FAVERSHAM is a hugely popular old market town. The historic Market Place lies within a mainly pedestrianised conservation shopping area, and still has markets on Tuesdays, Fridays and Saturdays. Tudor and Georgian houses exude period charm, and Faversham Creek brings the sights and smells of the river. It was this navigable tidal inlet that earned Faversham its status as one of the Cinque Ports. The warships built here won it the further title of King’s Port. There are still some medieval warehouses left on its banks, though today it is the brewing industry that dominates – Shepherd Neame was founded here in 1692 and there are great pubs, including The Chimney Boy, The Bull and The Phoenix. There are barge races in summer and a hop festival in September.
Small, plain terraced houses sell for between £100,000 and £150,000. For more expensive property, the most sought-after streets are West Street and Abbey Street, which contain some of the oldest half-timbered buildings in Kent. They very rarely come on the market, but their current value is probably about £300,000 or more. People looking for new houses and flats should consider the new Whitstable Road development, with prices up to £250,000.
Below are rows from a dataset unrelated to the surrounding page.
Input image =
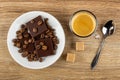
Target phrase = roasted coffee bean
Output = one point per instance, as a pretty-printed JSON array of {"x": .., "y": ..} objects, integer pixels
[
  {"x": 36, "y": 59},
  {"x": 17, "y": 32},
  {"x": 15, "y": 44},
  {"x": 30, "y": 40},
  {"x": 14, "y": 40},
  {"x": 47, "y": 31},
  {"x": 34, "y": 52},
  {"x": 33, "y": 40},
  {"x": 20, "y": 50},
  {"x": 50, "y": 33},
  {"x": 51, "y": 36},
  {"x": 40, "y": 22},
  {"x": 20, "y": 37},
  {"x": 32, "y": 21},
  {"x": 23, "y": 26},
  {"x": 44, "y": 47},
  {"x": 46, "y": 36},
  {"x": 35, "y": 30},
  {"x": 26, "y": 35},
  {"x": 40, "y": 59},
  {"x": 41, "y": 43},
  {"x": 24, "y": 46},
  {"x": 25, "y": 42},
  {"x": 18, "y": 45},
  {"x": 37, "y": 46},
  {"x": 42, "y": 36},
  {"x": 30, "y": 59},
  {"x": 32, "y": 55},
  {"x": 55, "y": 47},
  {"x": 25, "y": 54}
]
The villages around Faversham benefit from their proximity to such an attractive and popular town. Stretched along a valley bottom to the south-west is Newnham. The village is a conservation area with a population of 300, where everyone knows everyone. There are two pubs, the Tapster and the Old George, both serving excellent food. A two-bedroom weatherboarded cottage might fetch £145,000; a four-bedroom detached £295,000 to £330,000. Newnham’s big house is an interesting Tudor pile with two chalk fireplaces and decorative plasterwork in the form of tumbling leaves. It is privately owned.
Eastling, a mile from Newnham, has 14th- and 15th-century timbered hall houses and ancient weatherboarded houses scattered along country lanes. The cheapest two-bedroom weatherboarded house would be likely to cost around £150,000; a four- or five-bedroom house with paddocks £400,000 or more. The village has a pub and a church (with a yew tree reputedly over 900 years old), and a primary school with a toddlers’ group, but there are no shops. The village has a number of vigorous societies, but the character of the place has changed over the years as commuters have replaced agricultural workers. Two or three miles away is Belmont House, an 18th-century mansion set in fine parkland, which is open to the public.
Boughton village, a couple of miles east, has a charming main street lined with period houses, laced with a few shops and two good pubs. It has a complete cross-section of residents including quite a few commuters. A modern three-bedroom terrace would sell for £160,000. A larger four- or five-bedroom early Victorian house would be expected to fetch around £300,000.